Dr. Tchetgen Tchetgen has distinguished himself as one of the leading young biostatisticians and epidemiologic methodologists in the world, having made numerous influential contributions to the development and application of statistical methods for missing data, causal inference, and semiparametric regression in social, genetic and infectious disease epidemiology.

In addition to his myriad of research accomplishments, Dr. Tchetgen Tchetgen is a talented and inspiring teacher and mentor who has published well over 200 papers in top statistical, epidemiological and medical journals, produced an impressive record of grant funding, and has generously and tirelessly served the statistical profession, both nationally and internationally. He is a hardworking, creative, and well-respected leader, and through his statistical talent, has dedicated his career to advancing public health. He was awarded the inaugural Rousseeuw Prize for Statistics in 2022 for his contributions to causal inference and its applications in Medicine and Public Health.
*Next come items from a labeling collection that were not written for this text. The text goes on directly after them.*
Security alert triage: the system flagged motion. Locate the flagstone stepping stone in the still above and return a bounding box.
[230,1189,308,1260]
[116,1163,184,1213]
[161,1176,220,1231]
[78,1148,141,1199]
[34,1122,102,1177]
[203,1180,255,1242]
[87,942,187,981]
Talk Title: An (un)Holy Union: Causal Inference, Semiparametric Statistics and Machine Learning in the Age of Data Science

Abstract: In this talk, I discuss recent advances at the nexus of Causal Inference, Semiparametric Statistics and Machine Learning in the gilded age of modern data science,with emphasis given to sound and responsible decision-making in Public Health and Medicine. I argue with several recent developments, that important scientific progress can be made more likely by fruitful interaction between these three disciplines than without; however, such success will require constant vigilance to ensure that key foundational principles underpinning each discipline are preserved and respected. For illustration, I consider the potential utility and limitations of several recent advances emblematizing this (un)holy union, including conformal predictive causal inference, Double-debiased machine learning, Credence and the so-called Deconfounder

Talk Title: Single Proxy Control

Abstract: Negative control variables are sometimes used in non-experimental studies to detect the presence of confounding by hidden factors. An outcome is said to be a valid negative control outcome (NCO) or more broadly, an outcome that is a proxy for confounding to the extent that it is influenced by unobserved confounders of the exposure effects on the outcome in view, although not causally impacted by the exposure. Tchetgen Tchetgen (2014) introduced the control outcome calibration approach (COCA), as a formal NCO counterfactual method to detect and correct for residual confounding bias. For identification, COCA treats the NCO as an error-prone proxy of the treatment-free counterfactual outcome of interest, and involves regressing the NCO, on the treatment-free counterfactual, together with a rank-preserving structural model which assumes a constant individual-level causal effect. In this work, we establish nonparametric COCA identification for the average causal effect for the treated, without requiring rank-preservation, therefore accommodating unrestricted effect heterogeneity across units. This nonparametric identification result has important practical implications, as it provides single proxy confounding control, in contrast to recently proposed proximal causal inference, which relies for identification on a pair of confounding proxies. For COCA estimation we propose three separate strategies: (i) an extended propensity score approach, (ii) an outcome bridge function approach, and (iii) a doubly robust approach which is unbiased if either (i) or (ii) is unbiased. Finally, we illustrate the proposed methods in an application evaluating the causal impact of a Zika virus outbreak on birth rate in Brazil.